Last 6 months or so I've gone from regular grips to mid-size and then to the Jumbomax x-small. The mid-size (I've got small hands) felt great but wanted to try even larger grips. Never really felt as comfortable with the Jumbo's as I did with the regular or mid-size. Good results at times, but what finally killed them off was fading worse/more often than before. That's what they predict with the larger grips......I guess I could have tried harder to adjust, but I also couldn't get comfortable trying interlock grip.....grip slipped a bit at times......  I should have the new mid-size grips coming tomorrow. 

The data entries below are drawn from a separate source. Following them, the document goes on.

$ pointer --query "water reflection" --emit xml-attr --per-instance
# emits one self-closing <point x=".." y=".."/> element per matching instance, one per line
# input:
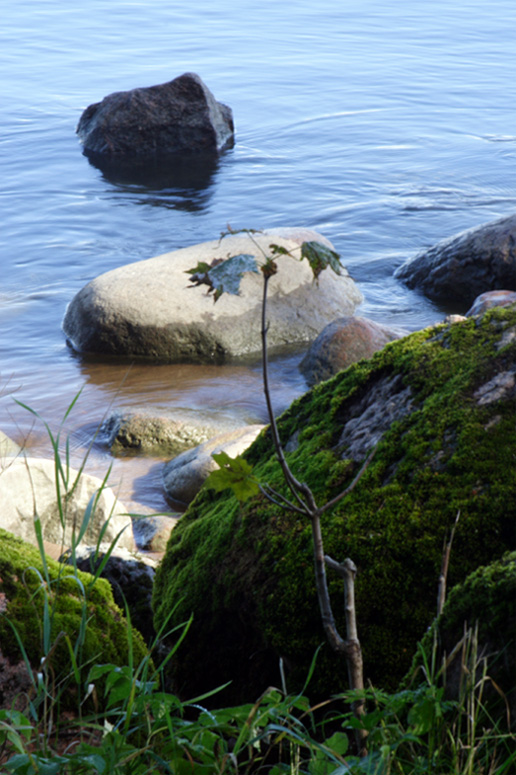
<point x="183" y="182"/>
<point x="231" y="392"/>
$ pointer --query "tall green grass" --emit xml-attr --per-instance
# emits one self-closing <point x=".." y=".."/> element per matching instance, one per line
<point x="125" y="723"/>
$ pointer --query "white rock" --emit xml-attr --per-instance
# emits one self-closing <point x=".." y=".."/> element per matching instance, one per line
<point x="28" y="488"/>
<point x="149" y="308"/>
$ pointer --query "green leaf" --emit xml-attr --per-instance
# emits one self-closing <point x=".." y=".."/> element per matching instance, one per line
<point x="223" y="276"/>
<point x="320" y="257"/>
<point x="235" y="474"/>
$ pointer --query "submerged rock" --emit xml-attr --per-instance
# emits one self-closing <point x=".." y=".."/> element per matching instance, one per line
<point x="489" y="300"/>
<point x="142" y="433"/>
<point x="461" y="268"/>
<point x="444" y="427"/>
<point x="178" y="117"/>
<point x="149" y="309"/>
<point x="184" y="476"/>
<point x="341" y="343"/>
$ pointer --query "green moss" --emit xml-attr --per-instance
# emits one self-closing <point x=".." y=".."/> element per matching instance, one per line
<point x="22" y="589"/>
<point x="247" y="573"/>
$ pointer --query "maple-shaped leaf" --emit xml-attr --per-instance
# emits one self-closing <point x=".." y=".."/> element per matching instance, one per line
<point x="320" y="257"/>
<point x="223" y="275"/>
<point x="235" y="474"/>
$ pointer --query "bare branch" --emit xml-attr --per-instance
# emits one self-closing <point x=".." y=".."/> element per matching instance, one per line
<point x="441" y="590"/>
<point x="294" y="485"/>
<point x="280" y="500"/>
<point x="351" y="487"/>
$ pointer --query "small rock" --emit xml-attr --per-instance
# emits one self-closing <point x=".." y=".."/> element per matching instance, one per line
<point x="152" y="533"/>
<point x="341" y="343"/>
<point x="137" y="432"/>
<point x="462" y="267"/>
<point x="184" y="476"/>
<point x="28" y="487"/>
<point x="181" y="116"/>
<point x="489" y="300"/>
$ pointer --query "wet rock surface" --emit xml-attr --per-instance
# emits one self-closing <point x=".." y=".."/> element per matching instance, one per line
<point x="471" y="263"/>
<point x="178" y="117"/>
<point x="341" y="343"/>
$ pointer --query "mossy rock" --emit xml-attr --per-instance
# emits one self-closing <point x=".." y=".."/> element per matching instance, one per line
<point x="480" y="613"/>
<point x="441" y="406"/>
<point x="22" y="603"/>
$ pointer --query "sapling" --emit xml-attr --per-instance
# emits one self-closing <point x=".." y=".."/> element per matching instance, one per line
<point x="224" y="276"/>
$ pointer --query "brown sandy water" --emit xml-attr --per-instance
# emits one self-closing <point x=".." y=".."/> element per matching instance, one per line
<point x="226" y="395"/>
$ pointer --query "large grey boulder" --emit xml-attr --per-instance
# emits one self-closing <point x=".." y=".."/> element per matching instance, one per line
<point x="149" y="308"/>
<point x="184" y="476"/>
<point x="461" y="268"/>
<point x="160" y="435"/>
<point x="181" y="116"/>
<point x="343" y="342"/>
<point x="28" y="488"/>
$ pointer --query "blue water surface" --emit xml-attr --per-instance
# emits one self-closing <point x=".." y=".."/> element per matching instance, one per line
<point x="385" y="126"/>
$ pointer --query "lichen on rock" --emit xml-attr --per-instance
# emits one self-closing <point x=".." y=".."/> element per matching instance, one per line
<point x="247" y="572"/>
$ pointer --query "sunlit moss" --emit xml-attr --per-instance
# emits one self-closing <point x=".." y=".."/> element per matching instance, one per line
<point x="247" y="572"/>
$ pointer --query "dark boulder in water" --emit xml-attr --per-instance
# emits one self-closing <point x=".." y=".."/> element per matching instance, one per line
<point x="461" y="268"/>
<point x="178" y="117"/>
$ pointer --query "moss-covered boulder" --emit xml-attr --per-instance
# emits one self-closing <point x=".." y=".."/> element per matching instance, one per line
<point x="441" y="407"/>
<point x="476" y="635"/>
<point x="71" y="597"/>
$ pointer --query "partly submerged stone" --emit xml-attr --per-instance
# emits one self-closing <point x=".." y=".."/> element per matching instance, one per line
<point x="184" y="475"/>
<point x="178" y="117"/>
<point x="150" y="309"/>
<point x="23" y="586"/>
<point x="440" y="406"/>
<point x="341" y="343"/>
<point x="28" y="488"/>
<point x="461" y="268"/>
<point x="489" y="300"/>
<point x="149" y="434"/>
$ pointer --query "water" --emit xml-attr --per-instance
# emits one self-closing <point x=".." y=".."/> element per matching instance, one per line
<point x="384" y="126"/>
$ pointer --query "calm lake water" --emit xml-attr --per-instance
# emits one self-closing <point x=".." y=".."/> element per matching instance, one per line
<point x="385" y="126"/>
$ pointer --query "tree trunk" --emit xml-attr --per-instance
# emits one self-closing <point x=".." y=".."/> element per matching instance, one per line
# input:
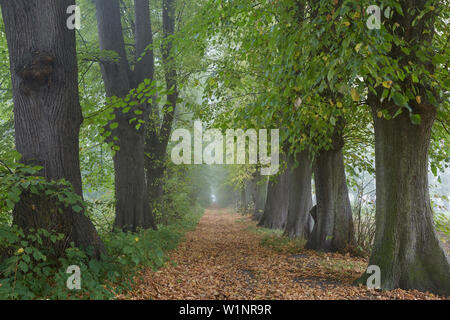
<point x="261" y="194"/>
<point x="276" y="208"/>
<point x="300" y="198"/>
<point x="406" y="246"/>
<point x="47" y="113"/>
<point x="333" y="226"/>
<point x="250" y="195"/>
<point x="132" y="207"/>
<point x="158" y="134"/>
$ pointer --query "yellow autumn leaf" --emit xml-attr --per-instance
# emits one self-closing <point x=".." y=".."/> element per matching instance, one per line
<point x="419" y="99"/>
<point x="355" y="94"/>
<point x="387" y="84"/>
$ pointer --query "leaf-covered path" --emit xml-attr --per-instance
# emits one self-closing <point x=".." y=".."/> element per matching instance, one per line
<point x="224" y="258"/>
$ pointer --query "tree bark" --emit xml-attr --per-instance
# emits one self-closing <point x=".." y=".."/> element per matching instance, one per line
<point x="406" y="246"/>
<point x="132" y="206"/>
<point x="333" y="225"/>
<point x="261" y="194"/>
<point x="276" y="208"/>
<point x="300" y="198"/>
<point x="158" y="132"/>
<point x="47" y="113"/>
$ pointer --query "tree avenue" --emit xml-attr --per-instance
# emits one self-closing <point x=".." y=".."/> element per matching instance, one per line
<point x="297" y="148"/>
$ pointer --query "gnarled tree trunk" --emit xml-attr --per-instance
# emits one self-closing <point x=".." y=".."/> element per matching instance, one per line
<point x="333" y="225"/>
<point x="132" y="206"/>
<point x="276" y="208"/>
<point x="47" y="113"/>
<point x="300" y="198"/>
<point x="406" y="246"/>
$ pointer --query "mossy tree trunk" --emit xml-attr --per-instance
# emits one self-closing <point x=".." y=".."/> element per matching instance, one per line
<point x="47" y="114"/>
<point x="300" y="197"/>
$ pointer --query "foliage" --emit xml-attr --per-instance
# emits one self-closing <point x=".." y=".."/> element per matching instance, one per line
<point x="28" y="271"/>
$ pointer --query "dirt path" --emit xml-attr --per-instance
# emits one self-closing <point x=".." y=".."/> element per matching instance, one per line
<point x="224" y="259"/>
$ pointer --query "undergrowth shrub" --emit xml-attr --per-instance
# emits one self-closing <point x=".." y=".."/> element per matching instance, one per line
<point x="29" y="270"/>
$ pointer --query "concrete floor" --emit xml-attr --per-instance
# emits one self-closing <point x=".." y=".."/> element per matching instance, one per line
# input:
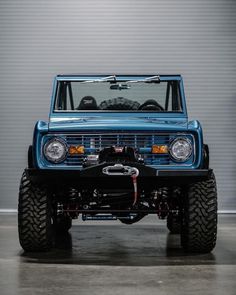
<point x="111" y="258"/>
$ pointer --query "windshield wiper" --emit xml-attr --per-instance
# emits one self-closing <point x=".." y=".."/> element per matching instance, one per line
<point x="152" y="79"/>
<point x="105" y="79"/>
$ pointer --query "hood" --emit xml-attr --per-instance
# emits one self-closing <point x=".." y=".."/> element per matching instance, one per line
<point x="75" y="124"/>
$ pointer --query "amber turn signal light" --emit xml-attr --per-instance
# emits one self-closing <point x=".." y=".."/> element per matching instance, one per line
<point x="159" y="149"/>
<point x="73" y="150"/>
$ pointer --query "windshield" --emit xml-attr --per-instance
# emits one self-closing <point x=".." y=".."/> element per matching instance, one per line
<point x="150" y="95"/>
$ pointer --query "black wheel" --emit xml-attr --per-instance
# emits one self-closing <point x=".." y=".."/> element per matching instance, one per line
<point x="35" y="223"/>
<point x="119" y="103"/>
<point x="63" y="224"/>
<point x="174" y="224"/>
<point x="199" y="225"/>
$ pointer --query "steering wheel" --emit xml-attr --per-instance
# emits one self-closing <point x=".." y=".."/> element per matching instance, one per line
<point x="151" y="105"/>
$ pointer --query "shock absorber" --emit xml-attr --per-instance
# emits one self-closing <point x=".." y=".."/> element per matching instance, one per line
<point x="163" y="207"/>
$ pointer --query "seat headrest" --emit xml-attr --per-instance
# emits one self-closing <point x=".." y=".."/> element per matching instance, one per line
<point x="88" y="103"/>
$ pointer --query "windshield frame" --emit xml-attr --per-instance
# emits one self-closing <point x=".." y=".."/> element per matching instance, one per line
<point x="118" y="78"/>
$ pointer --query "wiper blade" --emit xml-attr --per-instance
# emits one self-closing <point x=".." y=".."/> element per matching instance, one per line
<point x="105" y="79"/>
<point x="152" y="79"/>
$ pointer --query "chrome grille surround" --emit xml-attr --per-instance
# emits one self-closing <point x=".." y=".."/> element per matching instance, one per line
<point x="141" y="141"/>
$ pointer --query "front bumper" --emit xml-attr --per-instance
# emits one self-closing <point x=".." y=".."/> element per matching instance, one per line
<point x="94" y="177"/>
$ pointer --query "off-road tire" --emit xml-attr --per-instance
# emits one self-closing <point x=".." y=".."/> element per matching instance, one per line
<point x="174" y="224"/>
<point x="63" y="224"/>
<point x="199" y="223"/>
<point x="119" y="103"/>
<point x="35" y="224"/>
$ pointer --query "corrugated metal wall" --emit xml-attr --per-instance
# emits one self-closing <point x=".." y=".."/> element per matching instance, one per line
<point x="39" y="39"/>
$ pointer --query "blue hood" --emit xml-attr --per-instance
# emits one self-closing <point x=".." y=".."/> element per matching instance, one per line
<point x="75" y="124"/>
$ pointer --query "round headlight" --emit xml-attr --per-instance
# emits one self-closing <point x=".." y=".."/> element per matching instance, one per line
<point x="181" y="149"/>
<point x="55" y="150"/>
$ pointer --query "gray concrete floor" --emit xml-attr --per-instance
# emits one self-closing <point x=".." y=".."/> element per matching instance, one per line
<point x="111" y="258"/>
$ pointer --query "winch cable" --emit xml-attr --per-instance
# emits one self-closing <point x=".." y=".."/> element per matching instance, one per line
<point x="134" y="176"/>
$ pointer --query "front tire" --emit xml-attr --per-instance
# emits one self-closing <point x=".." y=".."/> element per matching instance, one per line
<point x="199" y="225"/>
<point x="35" y="225"/>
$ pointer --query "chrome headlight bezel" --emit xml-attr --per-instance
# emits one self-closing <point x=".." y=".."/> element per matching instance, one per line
<point x="186" y="141"/>
<point x="62" y="143"/>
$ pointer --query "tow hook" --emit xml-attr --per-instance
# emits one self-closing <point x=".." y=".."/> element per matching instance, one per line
<point x="119" y="169"/>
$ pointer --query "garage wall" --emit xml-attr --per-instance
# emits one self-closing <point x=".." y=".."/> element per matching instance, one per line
<point x="39" y="39"/>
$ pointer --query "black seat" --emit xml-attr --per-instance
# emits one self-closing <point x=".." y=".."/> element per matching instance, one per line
<point x="87" y="103"/>
<point x="151" y="105"/>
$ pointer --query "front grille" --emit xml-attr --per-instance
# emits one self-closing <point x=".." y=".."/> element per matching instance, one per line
<point x="93" y="143"/>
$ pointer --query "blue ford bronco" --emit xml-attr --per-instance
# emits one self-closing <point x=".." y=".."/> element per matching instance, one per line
<point x="118" y="147"/>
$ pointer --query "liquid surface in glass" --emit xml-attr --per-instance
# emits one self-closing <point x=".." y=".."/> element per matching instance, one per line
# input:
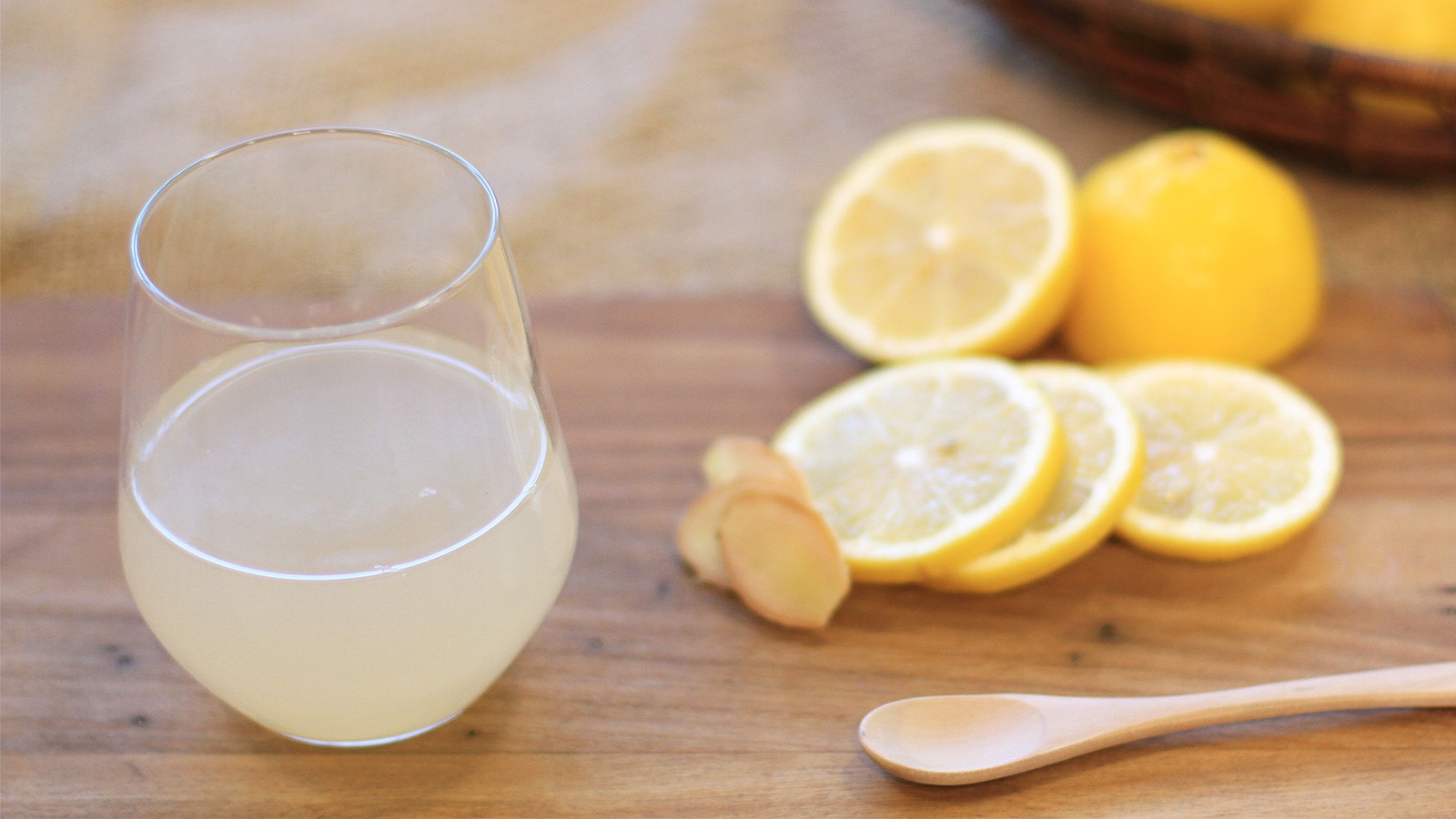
<point x="346" y="541"/>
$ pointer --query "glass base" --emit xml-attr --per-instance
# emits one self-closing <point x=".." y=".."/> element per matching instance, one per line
<point x="371" y="742"/>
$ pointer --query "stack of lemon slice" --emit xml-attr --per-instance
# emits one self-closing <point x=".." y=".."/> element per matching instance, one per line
<point x="948" y="247"/>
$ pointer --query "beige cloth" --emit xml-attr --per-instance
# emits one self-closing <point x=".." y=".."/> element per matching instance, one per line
<point x="642" y="146"/>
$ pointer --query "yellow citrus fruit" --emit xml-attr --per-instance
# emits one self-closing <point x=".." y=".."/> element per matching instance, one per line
<point x="1193" y="245"/>
<point x="924" y="465"/>
<point x="1238" y="460"/>
<point x="951" y="237"/>
<point x="1099" y="475"/>
<point x="1411" y="29"/>
<point x="1249" y="12"/>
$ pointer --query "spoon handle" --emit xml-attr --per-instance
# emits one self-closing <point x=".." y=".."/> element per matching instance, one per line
<point x="1126" y="719"/>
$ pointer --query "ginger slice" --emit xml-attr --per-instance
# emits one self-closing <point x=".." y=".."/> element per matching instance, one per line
<point x="742" y="457"/>
<point x="698" y="530"/>
<point x="783" y="559"/>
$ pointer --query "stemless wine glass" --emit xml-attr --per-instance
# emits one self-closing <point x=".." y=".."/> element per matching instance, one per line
<point x="346" y="504"/>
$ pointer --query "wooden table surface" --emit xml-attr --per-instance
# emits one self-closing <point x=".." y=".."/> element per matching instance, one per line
<point x="648" y="695"/>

I certainly wouldn't be put off trying them again if were having hand issues. I could certainly have lived with them just fine if I needed to and people with arthritis should certainly consider trying them.


----------



## harpo_72 (Jan 8, 2021)

Have you looked at the MCC miss non taper from golfpride? 
I bought a club off eBay and it had this on. I changed everything to them and non tapered everything else as a consequence. 
Feel really squelchy and hand seems to sink into them - probably not happening but it’s my only way to describe them. I think also they almost counter balance as well. I have left my driver narrow though as a bit of active release always helps me.


----------



## Smiffy (Jan 8, 2021)

It feels really strange when I've got anything too thick in my hands


----------



## harpo_72 (Jan 8, 2021)

Smiffy said:



			It feels really strange when I've got anything too thick in my hands
		
Click to expand...

phnar phnar ... Finbar double entendres


----------



## banjofred (Jan 9, 2021)

I'm sticking with my Tour Velvet mid-size +4 I think....feels better than the standard. I could have lived with the Jumbo's x-small..........   If I ever go back to the interlock grip I may consider standard again, but I think I'm fine with that grip on the mid-size as well..... I've just never understood why people never experiment to find out if something would work better for them....tradition of golf I guess.


----------